Dale Carnegie, call your office.
But what about Commander McCain, who in response to
the earthquakes shaking the financial
markets, pulled the pin and tossed out that
G-grenade: “Greed”? Actually, “unbridled
greed.” “Excess and greed.” “Greed and
corruption.” “Unchecked” corporate greed.
Shiver me timbers! Yeah, there are greedy
executives on Wall Street. I have seen – and
spun – some of their handiwork first-hand.

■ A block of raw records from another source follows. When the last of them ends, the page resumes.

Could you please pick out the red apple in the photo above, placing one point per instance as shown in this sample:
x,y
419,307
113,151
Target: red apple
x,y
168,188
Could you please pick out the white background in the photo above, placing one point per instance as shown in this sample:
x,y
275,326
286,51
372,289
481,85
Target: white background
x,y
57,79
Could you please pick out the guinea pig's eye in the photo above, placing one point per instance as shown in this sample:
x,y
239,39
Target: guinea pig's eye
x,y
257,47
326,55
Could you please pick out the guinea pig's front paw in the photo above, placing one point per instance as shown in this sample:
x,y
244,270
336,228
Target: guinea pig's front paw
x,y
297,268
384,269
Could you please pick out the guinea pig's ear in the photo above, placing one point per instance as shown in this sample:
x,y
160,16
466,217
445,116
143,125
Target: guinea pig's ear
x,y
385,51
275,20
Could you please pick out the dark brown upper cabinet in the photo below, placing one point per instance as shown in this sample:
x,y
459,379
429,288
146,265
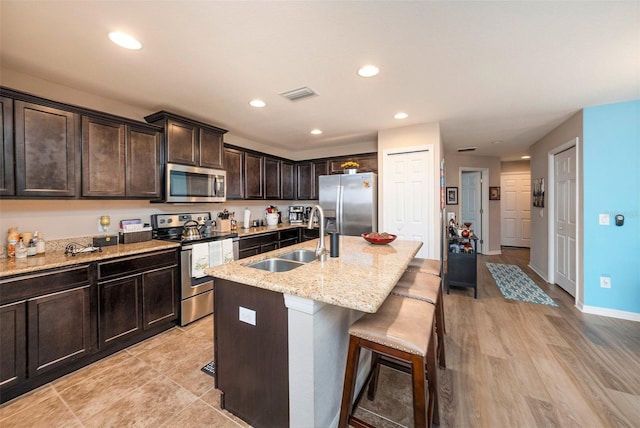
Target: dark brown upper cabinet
x,y
272,178
120,159
234,164
190,142
7,183
287,180
254,176
46,151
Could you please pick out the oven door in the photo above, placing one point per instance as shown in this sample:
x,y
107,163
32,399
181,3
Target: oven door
x,y
192,184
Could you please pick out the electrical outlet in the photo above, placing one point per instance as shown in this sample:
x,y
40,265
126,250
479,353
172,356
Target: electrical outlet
x,y
247,315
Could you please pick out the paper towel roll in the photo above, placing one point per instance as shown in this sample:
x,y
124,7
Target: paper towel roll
x,y
247,218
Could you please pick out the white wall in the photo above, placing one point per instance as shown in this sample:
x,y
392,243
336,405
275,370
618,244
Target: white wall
x,y
406,137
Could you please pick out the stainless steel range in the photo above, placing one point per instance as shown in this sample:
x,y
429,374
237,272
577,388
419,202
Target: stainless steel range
x,y
200,248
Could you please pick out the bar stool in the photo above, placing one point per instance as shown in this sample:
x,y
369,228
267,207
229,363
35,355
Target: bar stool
x,y
400,329
429,266
428,288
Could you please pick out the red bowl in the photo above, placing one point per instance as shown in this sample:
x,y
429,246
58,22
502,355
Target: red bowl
x,y
378,241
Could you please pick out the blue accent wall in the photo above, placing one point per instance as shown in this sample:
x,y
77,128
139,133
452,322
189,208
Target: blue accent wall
x,y
611,171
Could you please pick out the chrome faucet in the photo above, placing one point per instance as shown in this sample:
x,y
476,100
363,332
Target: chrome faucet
x,y
321,250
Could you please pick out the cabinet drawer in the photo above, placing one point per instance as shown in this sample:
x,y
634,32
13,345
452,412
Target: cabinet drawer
x,y
135,264
51,281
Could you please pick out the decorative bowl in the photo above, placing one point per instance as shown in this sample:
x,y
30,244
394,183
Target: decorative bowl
x,y
377,240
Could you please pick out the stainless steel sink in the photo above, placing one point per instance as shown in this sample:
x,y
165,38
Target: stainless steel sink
x,y
304,256
276,265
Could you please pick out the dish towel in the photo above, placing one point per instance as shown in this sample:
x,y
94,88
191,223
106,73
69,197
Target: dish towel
x,y
227,251
199,260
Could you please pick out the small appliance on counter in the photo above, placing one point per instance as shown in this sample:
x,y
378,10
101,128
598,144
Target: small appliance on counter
x,y
296,214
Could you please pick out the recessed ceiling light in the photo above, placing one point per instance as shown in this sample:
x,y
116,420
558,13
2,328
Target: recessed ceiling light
x,y
257,103
368,71
125,40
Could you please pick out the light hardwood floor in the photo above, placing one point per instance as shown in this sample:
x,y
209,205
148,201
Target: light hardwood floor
x,y
509,364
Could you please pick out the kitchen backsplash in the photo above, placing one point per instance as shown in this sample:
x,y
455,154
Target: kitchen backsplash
x,y
62,221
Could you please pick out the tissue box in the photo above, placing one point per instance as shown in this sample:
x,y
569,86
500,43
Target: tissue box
x,y
132,237
222,225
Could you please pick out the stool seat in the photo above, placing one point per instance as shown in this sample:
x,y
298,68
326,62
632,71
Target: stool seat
x,y
399,324
430,266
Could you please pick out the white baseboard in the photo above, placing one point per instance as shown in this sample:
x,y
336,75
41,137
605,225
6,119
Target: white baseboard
x,y
611,313
539,272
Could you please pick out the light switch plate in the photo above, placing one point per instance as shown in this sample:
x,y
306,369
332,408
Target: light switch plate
x,y
604,220
247,315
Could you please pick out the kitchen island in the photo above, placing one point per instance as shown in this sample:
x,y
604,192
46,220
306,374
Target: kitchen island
x,y
281,337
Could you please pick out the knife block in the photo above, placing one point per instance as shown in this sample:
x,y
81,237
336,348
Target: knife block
x,y
222,225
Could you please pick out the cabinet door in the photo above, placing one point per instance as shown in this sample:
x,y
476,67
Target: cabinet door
x,y
234,164
103,158
304,172
159,296
119,309
7,184
46,149
210,149
182,140
143,178
58,329
319,168
13,348
254,176
272,178
287,180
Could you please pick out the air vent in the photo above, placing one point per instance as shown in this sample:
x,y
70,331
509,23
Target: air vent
x,y
300,93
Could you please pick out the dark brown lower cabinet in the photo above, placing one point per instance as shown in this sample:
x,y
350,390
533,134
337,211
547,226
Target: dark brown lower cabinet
x,y
58,329
252,365
13,344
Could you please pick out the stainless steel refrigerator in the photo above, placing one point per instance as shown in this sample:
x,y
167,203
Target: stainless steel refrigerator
x,y
350,202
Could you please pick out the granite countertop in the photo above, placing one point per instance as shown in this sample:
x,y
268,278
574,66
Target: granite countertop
x,y
57,258
361,278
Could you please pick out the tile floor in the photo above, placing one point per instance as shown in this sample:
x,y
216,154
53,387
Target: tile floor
x,y
156,383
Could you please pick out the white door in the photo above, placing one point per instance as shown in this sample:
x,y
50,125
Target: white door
x,y
565,219
471,203
408,191
515,209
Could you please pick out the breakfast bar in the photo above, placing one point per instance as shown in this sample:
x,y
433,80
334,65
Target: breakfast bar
x,y
296,322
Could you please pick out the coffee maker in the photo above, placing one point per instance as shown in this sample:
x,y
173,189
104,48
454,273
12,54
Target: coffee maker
x,y
296,214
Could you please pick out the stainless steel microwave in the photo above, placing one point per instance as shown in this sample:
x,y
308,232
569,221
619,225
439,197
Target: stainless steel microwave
x,y
194,184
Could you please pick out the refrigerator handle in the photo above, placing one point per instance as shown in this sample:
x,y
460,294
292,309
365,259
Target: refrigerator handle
x,y
339,211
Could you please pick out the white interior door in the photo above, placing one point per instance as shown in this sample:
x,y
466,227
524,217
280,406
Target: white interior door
x,y
408,189
565,219
471,203
515,209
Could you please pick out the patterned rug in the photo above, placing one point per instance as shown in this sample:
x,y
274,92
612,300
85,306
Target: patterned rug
x,y
514,284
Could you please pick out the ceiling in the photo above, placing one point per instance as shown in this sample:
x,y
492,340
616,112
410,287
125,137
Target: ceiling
x,y
486,71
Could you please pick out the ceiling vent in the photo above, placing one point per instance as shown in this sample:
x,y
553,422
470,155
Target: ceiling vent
x,y
298,94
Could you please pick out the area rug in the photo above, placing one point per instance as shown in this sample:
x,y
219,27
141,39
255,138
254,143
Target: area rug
x,y
210,368
514,284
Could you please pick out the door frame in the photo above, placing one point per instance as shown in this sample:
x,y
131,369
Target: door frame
x,y
484,247
551,217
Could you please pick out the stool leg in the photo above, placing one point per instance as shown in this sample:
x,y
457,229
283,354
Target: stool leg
x,y
421,412
432,379
440,331
375,375
349,381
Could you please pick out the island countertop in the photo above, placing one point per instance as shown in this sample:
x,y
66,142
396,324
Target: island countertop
x,y
361,278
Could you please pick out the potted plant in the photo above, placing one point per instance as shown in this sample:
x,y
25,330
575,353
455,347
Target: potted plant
x,y
350,167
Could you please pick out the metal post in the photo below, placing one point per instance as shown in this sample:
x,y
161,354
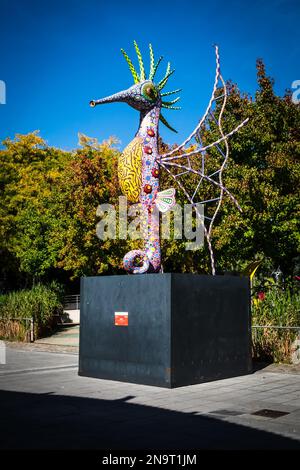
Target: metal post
x,y
31,330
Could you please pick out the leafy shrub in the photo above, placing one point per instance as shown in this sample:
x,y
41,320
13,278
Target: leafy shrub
x,y
40,303
275,307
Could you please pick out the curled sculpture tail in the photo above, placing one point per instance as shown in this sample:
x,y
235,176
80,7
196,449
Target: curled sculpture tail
x,y
136,262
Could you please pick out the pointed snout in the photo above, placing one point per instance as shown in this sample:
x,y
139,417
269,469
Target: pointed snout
x,y
121,96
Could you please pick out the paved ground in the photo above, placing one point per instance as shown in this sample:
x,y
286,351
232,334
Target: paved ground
x,y
45,404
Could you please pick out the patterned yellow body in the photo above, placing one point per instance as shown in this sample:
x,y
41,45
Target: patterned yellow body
x,y
130,170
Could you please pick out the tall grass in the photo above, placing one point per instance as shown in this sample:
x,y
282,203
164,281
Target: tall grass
x,y
40,303
278,308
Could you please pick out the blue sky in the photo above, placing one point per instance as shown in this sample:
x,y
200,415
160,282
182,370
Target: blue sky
x,y
56,55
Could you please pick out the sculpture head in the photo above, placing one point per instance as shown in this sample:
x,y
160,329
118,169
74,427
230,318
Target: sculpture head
x,y
145,94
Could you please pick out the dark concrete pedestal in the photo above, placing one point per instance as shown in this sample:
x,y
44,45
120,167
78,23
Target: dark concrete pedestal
x,y
182,328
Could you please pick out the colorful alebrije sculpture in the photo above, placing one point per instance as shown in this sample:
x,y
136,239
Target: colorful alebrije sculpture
x,y
140,164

But there are also greedy truck drivers, store clerks,
garbage haulers, teachers, autoworkers,
beggar men, thieves, doctors, lawyers and
Indian chiefs. Whole crowds of whom grabbed
hungrily for the something-for-nothing,
no-points, zero-interest-rate, zero-down
McMansion mortgages that are at the heart of
the crisis – when a nice townhouse was
really more in their price ranges.
And at the top of the greed heap are the entrenched,
untouchable Godfathers of the government
establishment. Greed for perks. For
permanence. For patronization. And most of
all, for power over your life, my life and,
more important, the commanding heights of
the economy.
They are the kingpins who skim 40 percent of America’s
productive output off the top, leaving
managers the task of satisfying
shareholders, fund buyers and pension
beneficiaries with the rest. It was they
whose voluminous, Rube Goldbergian revenue
code, onerous double taxation and
galactically oppressive Sarbanes-Oxley rules
spawned the
Brobdignagians of the
private-equity sector and drove capital
overseas – sending competition for funding
and talent into hyperspeed.
It was they whose megabillion-dollar deficits and
multitrillion-dollar unfunded Social
Security liabilities have placed our future
in the hands of demanding Middle East sheiks
and Chinese techno/autocrats.
And it was they whose commands forced mortgage bankers
into risky loans – and the buyers of
mortgage-backed securities into ever-more
complex hedges, instruments and insurance
gambits to cover that risk.
Granted, Sen. McCain did reserve some of his salvos
for wrong-headed regulation and his G-bombs
for those puzzle palaces on the Potomac. But
here’s the problem with his red-hot
rhetoric, and that of opponents who stoop to
personal insults when the facts speak rather
nicely, thank you, for themselves: It all
makes another G-word – governing – nigh but
impossible.
Someday, those same folks dropping the L word may be
sitting across a negotiating table from
Sarah Palin. Choose your weapon (and watch
for hovering helicopters). Some of those MSM
will want an interview that could leave us
better-informed citizens. The words “fat
chance” mean anything to you?
And I don’t know about you, but in the midst of the
steepest financial freefall since October
24, 1929, I’m not looking for blame and
bombast from the candidate who is supposed
to represent experience and adult
leadership.
As I watch my assets getting kicked, Washington doing
a repo job on Wall Street and the biggest
names in finance doing a disappearing act to
rival David Copperfield, I need some calm
and reassurance. And so do the markets.
Look, I like a good dustup as much as anyone. But if
we want any of that other G-word, governing,
there’s also another L word the politicos
and media should keep in mind for the rest
of the political season: “limits.”
In other words, cool it. Please.
© 2008
North Star Writers Group. May not be republished without permission.